Sen. Cathy Osten, the co-chair of the legislature’s powerful budget writing committee, explained on the Senate floor Wednesday why the hold-harmless provision was included in the budget.
“It was a recommendation, or request, by the governor that we hold harmless towns that were going to see a decrease in funding,” she said. “In order to deal with the pandemic, we did hold harmless towns across the board… but those towns that we held harmless for these two years will see a decrease in funding in the third and fourth year relative to their population. … There will be a point where some of those towns will see a decrease in funding.”
The inclusion of the “hold harmless” provision comes with less controversy than in previous years, when the state faced deficits and funding additional state education was a long shot. During those deficit years, calls to redirect the education dollars away from well-off communities to low-income districts were constant.
Next year, the state is boosting school aid by $45.6 million, a 2.2% boost, most of which is directed at those low-income districts. This is accomplished by sending more toward districts for each English Language Learner they enroll and towards districts that have high concentrations of students who come from low-income families. There has also been over $1 billion in pandemic aid directed largely toward impoverished districts from the federal government to help schools over this and the next three years.
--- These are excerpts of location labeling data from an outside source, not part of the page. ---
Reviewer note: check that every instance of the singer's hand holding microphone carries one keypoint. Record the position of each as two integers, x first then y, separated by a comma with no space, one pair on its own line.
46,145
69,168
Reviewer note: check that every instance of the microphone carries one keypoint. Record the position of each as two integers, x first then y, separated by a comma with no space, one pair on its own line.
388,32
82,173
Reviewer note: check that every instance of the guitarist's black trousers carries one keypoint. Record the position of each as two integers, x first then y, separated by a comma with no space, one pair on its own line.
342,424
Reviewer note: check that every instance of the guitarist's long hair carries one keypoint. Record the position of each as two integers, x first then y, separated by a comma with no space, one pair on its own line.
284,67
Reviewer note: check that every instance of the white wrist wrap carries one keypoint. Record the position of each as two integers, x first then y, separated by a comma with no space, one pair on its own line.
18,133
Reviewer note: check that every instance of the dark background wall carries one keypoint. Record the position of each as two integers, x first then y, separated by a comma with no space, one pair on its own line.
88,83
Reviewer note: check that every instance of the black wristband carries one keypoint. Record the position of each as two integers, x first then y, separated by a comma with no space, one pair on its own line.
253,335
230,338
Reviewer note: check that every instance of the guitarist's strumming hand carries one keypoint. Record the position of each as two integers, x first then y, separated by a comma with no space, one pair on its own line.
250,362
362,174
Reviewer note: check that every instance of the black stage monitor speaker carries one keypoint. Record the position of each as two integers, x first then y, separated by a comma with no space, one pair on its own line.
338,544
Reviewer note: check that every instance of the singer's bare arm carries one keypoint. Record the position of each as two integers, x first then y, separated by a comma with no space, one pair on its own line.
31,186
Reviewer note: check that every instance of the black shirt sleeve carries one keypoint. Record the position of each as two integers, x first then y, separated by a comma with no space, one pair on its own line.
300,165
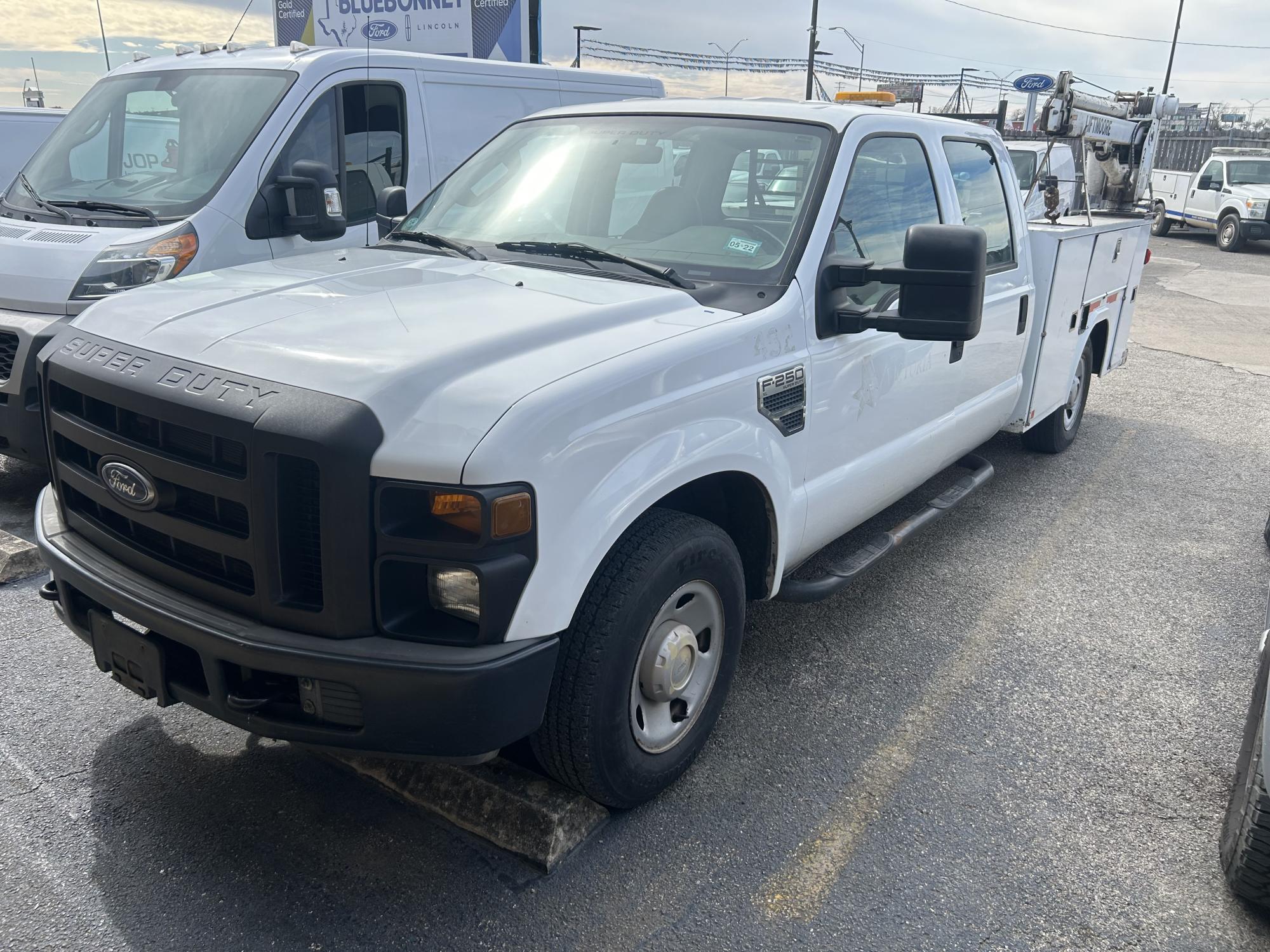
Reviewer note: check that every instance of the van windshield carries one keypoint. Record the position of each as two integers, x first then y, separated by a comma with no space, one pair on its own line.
157,142
689,192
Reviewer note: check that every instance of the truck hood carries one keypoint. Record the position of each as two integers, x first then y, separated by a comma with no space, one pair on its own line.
41,263
438,347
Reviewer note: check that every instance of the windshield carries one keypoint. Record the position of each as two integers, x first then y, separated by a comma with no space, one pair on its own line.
1026,167
678,191
162,142
1249,173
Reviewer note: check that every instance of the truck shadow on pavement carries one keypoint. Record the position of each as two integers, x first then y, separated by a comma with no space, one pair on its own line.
271,845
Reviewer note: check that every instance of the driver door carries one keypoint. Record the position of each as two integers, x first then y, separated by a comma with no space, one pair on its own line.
882,408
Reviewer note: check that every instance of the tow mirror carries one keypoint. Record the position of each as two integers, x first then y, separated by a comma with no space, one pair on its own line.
316,210
391,209
940,288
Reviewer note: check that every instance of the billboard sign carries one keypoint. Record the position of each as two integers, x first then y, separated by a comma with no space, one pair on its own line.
904,92
486,30
1034,83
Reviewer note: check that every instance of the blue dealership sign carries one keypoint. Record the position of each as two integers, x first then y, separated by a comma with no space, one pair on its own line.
1034,83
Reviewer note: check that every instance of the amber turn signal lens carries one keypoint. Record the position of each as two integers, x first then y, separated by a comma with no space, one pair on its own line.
514,516
459,510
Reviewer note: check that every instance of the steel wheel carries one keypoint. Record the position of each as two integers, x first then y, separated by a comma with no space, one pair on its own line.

Sen. Doug McCrory, D-Hartford and the co-chairman of the legislature’s education committee, said he generally doesn’t support holding towns harmless, but the pandemic put that philosophy on hold. That’s because the state saw a record 3.1% drop in the number of students enrolling in school this year — 17,844 fewer students — and it is unclear whether those students will show up for school next year.
“I think because of the pandemic, because we couldn’t get the exact count of students, we wanted to hold every community harmless. The numbers were out of whack this year,” said McCrory.
But the plan is to start following the formula and stop holding towns harmless in two years.
“We all know that the students are reducing for a number of years. It’s just not a good way of doing business to give money for students that aren’t enrolled there. We want to make sure the money is where the students are,” he said.